A person convicted more than once of driving under the influence of alcohol usually faces the suspension or revocation of his or her driver's license. But many people who lose permission to drive still get behind the wheel, so a growing number of states have taken a more forceful response: instead of telling the driver to hang up the keys, they take away the car.
Law enforcement officials say most of the people whose licenses are suspended or revoked keep on driving. No one knows how many, and the problem is referred to as an "invisible violation," since an officer has no way to tell that an unlicensed driver is on the road, short of pulling the car over and running a check.Unlicensed drivers constitute a high percentage of a large number of people. For example, a survey by the National Sheriffs' Association found recently that in Salt Lake County, Utah, with a population of 850,000, at any given time an average of 50,000 drivers were suspended.
The problem is particularly frustrating for police.
"It wouldn't surprise me a bit if two-thirds of them still drive," said A.N. Moser Jr., executive director of the association, referring to people nationwide whose licenses were suspended or revoked.
Asked if confiscating cars was too extreme, Moser said, "If that's their vehicle they're driving, I'd seize that and sell it so fast it would make their heads swim." Repeat drunken drivers impose a high cost on society in deaths, injuries and property damage, he said, and the alternative - locking up the driver - is costly, too.
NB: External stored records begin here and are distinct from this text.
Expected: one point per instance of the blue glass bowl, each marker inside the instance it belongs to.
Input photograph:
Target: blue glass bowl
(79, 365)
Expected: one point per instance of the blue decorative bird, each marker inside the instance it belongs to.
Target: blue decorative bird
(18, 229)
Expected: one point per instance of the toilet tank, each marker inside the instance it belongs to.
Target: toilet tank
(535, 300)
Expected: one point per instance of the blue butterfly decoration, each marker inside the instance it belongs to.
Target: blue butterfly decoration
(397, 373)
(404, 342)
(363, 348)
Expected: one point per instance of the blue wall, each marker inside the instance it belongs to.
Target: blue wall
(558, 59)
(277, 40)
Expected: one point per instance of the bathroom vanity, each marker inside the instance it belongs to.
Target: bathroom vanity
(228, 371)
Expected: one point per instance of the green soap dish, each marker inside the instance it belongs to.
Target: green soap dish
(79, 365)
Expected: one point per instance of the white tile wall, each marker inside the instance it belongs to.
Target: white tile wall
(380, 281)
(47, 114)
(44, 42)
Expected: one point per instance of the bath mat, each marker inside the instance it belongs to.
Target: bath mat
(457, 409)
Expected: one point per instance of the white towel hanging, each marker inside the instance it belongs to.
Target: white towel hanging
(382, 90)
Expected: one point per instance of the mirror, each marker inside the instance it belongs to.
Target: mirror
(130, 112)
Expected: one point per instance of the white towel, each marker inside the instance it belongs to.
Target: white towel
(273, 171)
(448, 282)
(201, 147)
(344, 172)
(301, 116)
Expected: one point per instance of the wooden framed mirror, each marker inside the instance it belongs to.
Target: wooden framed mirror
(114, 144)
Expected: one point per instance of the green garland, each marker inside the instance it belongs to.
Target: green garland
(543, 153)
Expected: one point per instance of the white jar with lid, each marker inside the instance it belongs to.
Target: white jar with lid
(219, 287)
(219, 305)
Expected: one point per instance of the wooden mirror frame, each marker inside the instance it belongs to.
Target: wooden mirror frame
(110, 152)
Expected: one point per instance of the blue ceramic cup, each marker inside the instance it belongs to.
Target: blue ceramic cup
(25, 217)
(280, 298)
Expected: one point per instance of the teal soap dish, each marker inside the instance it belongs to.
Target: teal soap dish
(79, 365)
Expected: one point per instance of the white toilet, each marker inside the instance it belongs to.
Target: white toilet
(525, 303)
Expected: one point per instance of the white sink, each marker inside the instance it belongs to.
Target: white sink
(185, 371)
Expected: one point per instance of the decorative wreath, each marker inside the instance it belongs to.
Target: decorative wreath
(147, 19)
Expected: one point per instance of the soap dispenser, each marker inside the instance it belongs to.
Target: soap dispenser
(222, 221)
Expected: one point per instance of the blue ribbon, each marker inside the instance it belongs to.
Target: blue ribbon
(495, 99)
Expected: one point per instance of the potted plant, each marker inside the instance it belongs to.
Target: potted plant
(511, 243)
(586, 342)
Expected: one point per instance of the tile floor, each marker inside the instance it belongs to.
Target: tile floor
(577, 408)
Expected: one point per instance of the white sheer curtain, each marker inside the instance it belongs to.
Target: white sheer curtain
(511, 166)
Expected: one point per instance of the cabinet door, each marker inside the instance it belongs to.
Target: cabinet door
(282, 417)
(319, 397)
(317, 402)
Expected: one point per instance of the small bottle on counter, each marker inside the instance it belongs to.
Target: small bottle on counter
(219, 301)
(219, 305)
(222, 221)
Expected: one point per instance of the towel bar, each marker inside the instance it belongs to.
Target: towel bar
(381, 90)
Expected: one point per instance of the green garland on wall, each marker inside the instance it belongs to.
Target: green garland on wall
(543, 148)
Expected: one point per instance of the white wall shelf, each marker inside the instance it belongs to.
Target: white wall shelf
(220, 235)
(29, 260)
Twenty-one states permit confiscation of vehicles, according to the National Highway Traffic Safety Administration, some for 30 days or longer, and some permanently. A recent study in California found that taking the car away does not solve the problem, but it can help.
The California Department of Motor Vehicles followed 6,300 drivers whose licenses had been suspended or revoked. Among first offenders, they found that of those whose cars were not seized by the courts, within a year about 25 percent were convicted for driving without a valid license. Among those whose cars were confiscated, about 20 percent were convicted for driving without a license.